Parce qu’avant de prendre, il y a comprendre. L’aspiration ouvre la porte. La porte de la compréhension, de l’humilité, de la compassion. L’aspiration ouvre la porte d’un autre art de vivre, d’une vie renouvelante. Ce que j’inspire, je le reçois et ce que j’expire, je le redonne. Et là, non seulement on n’est pas loin du zéro déchet, mais surtout on est plus proche de l’autre, des autres.
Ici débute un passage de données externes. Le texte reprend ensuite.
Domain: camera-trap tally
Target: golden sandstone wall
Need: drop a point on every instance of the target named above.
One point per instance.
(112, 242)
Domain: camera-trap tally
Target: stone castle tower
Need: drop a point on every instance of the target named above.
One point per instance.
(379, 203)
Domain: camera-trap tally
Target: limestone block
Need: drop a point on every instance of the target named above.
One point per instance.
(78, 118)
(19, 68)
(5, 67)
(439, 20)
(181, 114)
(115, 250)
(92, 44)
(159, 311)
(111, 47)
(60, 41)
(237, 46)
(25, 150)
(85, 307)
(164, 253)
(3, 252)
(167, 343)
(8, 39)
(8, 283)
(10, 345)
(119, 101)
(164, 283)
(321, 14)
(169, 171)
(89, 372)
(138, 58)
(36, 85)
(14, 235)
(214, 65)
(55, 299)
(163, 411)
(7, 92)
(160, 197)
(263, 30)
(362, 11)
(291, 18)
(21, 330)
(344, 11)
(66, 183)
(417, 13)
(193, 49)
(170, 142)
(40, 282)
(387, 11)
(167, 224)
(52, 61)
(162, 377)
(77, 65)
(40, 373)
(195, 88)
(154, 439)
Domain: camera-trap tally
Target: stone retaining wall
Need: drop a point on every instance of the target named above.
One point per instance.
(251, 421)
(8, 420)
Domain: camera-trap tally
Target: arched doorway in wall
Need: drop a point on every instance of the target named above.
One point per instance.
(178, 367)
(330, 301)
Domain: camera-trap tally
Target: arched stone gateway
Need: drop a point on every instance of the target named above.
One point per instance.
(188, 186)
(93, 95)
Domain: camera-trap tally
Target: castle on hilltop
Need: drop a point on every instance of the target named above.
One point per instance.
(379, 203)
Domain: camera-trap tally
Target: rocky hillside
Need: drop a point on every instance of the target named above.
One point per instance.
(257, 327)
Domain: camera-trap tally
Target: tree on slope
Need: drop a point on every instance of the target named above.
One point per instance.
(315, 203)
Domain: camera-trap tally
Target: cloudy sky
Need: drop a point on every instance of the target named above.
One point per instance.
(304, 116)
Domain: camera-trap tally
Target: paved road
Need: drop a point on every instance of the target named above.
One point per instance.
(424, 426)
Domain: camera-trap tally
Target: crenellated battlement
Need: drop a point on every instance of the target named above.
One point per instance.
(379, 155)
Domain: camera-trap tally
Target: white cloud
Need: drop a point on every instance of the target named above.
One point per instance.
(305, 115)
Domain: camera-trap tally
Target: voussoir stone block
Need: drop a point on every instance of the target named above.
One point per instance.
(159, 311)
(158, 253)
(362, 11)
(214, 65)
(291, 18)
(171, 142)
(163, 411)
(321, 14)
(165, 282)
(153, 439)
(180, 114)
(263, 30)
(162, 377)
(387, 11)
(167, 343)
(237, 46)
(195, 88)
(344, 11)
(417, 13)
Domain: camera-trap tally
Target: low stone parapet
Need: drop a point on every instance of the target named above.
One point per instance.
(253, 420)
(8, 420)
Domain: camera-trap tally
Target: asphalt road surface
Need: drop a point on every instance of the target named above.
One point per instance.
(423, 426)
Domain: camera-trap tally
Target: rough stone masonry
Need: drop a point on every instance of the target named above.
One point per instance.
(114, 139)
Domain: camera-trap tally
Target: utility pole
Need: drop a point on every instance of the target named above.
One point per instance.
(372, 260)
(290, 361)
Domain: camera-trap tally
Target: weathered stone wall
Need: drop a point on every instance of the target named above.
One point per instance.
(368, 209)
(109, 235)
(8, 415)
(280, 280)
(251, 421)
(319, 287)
Du coup, il me vient cette formule sortie de nulle part :

L’infini, c’est les autres, et je ne suis qu’un courant d’air.

Bref, cette histoire de fini et d’infini, ça m’a ouvert l’appétit. Je pense très fort au casse-croûte allongé à côté de ma bouteille isotherme, au fond de ma sacoche.

Tiens, d’ailleurs, à propos d’allongé, cela me fait penser au symbole mathématique de l’infini. Une sorte de huit allongé, comme ça : Ꝏ. J’imagine le huit, au départ. Un grand huit, debout, bien droit, comme ça : 8. Bien fermé. Comme un sablier, comme une respiration à deux temps. J’inspire, j’expire. Quand le temps est écoulé, il se retourne, et hop, ça recommence, nouvelle inspiration, nouvelle expiration, nouvelle incarnation.

Et puis un jour, abracadabra, voici qu’apparait le troisième temps, celui de l’aspiration. La fissure, la faille, le déséquilibre. Le grand huit oscille, balance, bascule et PATATRAS. Il se retrouve à terre. Étendu sur le sol, son corps parfait s’est ouvert. Le sable s’échappe, s’échappe et se répand, à l’infini. Il devient désert. Bientôt le soleil se cache, laissant la place au ciel étoilé. Le grand huit, couché sur le sable, contemple l’infini illuminé. Il s’endort, bienheureux. Au matin, il est réveillé par un bruit de moteur. C’est un avion. Il semble en difficulté. Il atterrit là, tout près. Le pilote descend de son aéroplane. Un petit Prince s’approche, une boîte sous le bras.